Foreign Account Tax Compliance Act (FATCA) for Private Funds: Key Considerations
Although the Foreign Account Tax Compliance Act (FATCA) went “live” July 1, 2014, guidance continues to fall into place. On July 16, the IRS issued instructions for the requester of various Forms W-8 and continues to update its FAQ website. The Cayman Islands Tax Information Authorityissued regulations effective July 4, 2014 addressing the implementation of the Cayman IGA, and on July 22 issued the first official version of its FATCA Guidance Notes.
Against this backdrop, private equity and hedge funds must keep their foot on the gas towards FATCA implementation. This bulletin discusses high-level FATCA compliance considerations for a “typical” fund structure involving either a U.S. fund as the sole vehicle, or a U.S. fund coupled with one or more master or feeder funds formed in the Cayman Islands. Non-U.S. funds formed in other jurisdictions may have different considerations.
Background
FATCA imposes a 30% withholding tax on U.S. source payments to “foreign financial institutions” (FFIs) that do not comply with requirements to identify their U.S. account holders, as well as to non-financial foreign entities that do not identify their substantial U.S. owners, unless an exception applies. Many countries, including the Cayman Islands, have entered into an intergovernmental agreement (IGA) with the United States, which sets forth the requirements for FATCA compliance for financial institutions located in that country. The Cayman IGA is a “Model 1 IGA,” under which Cayman Islands institutions report information regarding their U.S. account holders directly to the Cayman Islands Tax Information Authority (rather than to the IRS). Other countries have entered into a “Model 2 IGA,” under which resident FFIs report this information directly to the IRS. FFIs not located in either a Model 1 or Model 2 jurisdiction can comply with FATCA by entering into an “FFI agreement” with the IRS.

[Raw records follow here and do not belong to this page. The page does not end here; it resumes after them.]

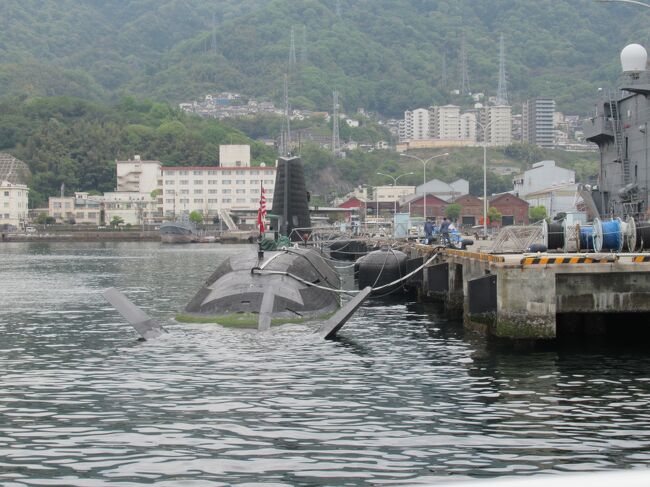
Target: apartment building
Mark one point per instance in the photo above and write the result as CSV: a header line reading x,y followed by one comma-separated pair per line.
x,y
417,125
133,208
392,193
537,122
499,128
446,122
136,175
13,203
80,208
211,189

For U.S. funds, FATCA compliance means complying with due diligence, withholding and reporting requirements. For Cayman funds, FATCA compliance generally means registering with the IRS, performing required due diligence on investors and reporting investor information to the Cayman Islands Tax Information Authority.
Identify and Register Foreign Fund Vehicles
To comply with FATCA, Cayman funds must register with the IRS to be “registered deemed-compliant” (as a reporting Model 1 FFI) unless an exception applies. Thus, fund groups should review their structure charts to identify their non-U.S. vehicles, such as foreign master funds, feeder funds and management companies.

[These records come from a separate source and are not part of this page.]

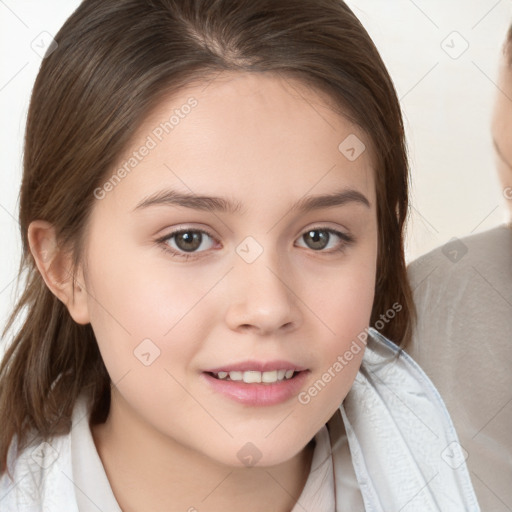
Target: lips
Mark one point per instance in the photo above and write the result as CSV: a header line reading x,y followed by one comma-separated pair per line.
x,y
258,366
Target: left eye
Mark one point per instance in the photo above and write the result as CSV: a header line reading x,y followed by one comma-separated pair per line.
x,y
319,239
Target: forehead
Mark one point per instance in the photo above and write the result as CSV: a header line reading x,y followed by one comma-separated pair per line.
x,y
251,134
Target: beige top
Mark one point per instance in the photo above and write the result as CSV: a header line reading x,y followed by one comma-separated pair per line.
x,y
463,341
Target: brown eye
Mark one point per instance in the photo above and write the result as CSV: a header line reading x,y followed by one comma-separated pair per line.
x,y
319,239
188,241
316,239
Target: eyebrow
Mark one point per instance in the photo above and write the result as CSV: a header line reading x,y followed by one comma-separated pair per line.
x,y
219,204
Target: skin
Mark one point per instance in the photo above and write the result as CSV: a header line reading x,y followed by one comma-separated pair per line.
x,y
266,142
502,129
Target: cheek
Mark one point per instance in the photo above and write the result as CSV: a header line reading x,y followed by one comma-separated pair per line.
x,y
142,313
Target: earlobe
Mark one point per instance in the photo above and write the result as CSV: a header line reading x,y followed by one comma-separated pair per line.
x,y
55,267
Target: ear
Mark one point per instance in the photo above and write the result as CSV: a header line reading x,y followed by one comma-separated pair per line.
x,y
55,266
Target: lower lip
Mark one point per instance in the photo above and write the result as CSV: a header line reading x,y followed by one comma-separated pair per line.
x,y
256,394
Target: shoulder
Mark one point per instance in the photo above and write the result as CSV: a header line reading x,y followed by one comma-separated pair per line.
x,y
399,431
489,250
42,477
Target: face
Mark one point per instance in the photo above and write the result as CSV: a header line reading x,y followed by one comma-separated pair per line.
x,y
502,128
264,277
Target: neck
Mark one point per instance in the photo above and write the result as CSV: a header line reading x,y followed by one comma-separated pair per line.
x,y
149,471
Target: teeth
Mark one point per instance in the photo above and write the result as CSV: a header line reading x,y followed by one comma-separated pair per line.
x,y
252,376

Most Cayman master and feeder funds will be considered “investment entities” under the Cayman IGA and therefore must register with the IRS. Investment management companies formed in the Cayman Islands are exempt from registration, as long as the company is within the scope of FATCA registration solely because it provides investment advice or portfolio management services, and the fund being managed is FATCA-compliant. Other limited categories of Cayman investment vehicles (described in Annex II to the Cayman IGA) are exempt from registration. Thus, funds should review their structure specifics.
Unless exempt, each Cayman investment entity should register on the IRS website to receive a global intermediary identification number (GIIN). A paper registration using Form 8957 is also permissible. The GIIN will be provided to U.S. payors (withholding agents) to establish that the Cayman fund is FATCA-compliant. Existing Cayman funds (and other reporting Model 1 FFIs) must obtain a GIIN by January 1, 2015.
As part of the registration process, a non-U.S. fund must determine whether it is part of an “expanded affiliated group” (EAG), generally meaning a chain of entities connected by more than 50% equity ownership. For example, a Cayman feeder and master fund would be part of the same EAG if the feeder owns more than 50% of the capital or profits interests of the master. Although the EAG concept is not included in the Cayman IGA, the IRS registration process contemplates that one member of the EAG be designated as the “lead financial institution,” and this member will initiate registration for the other EAG members.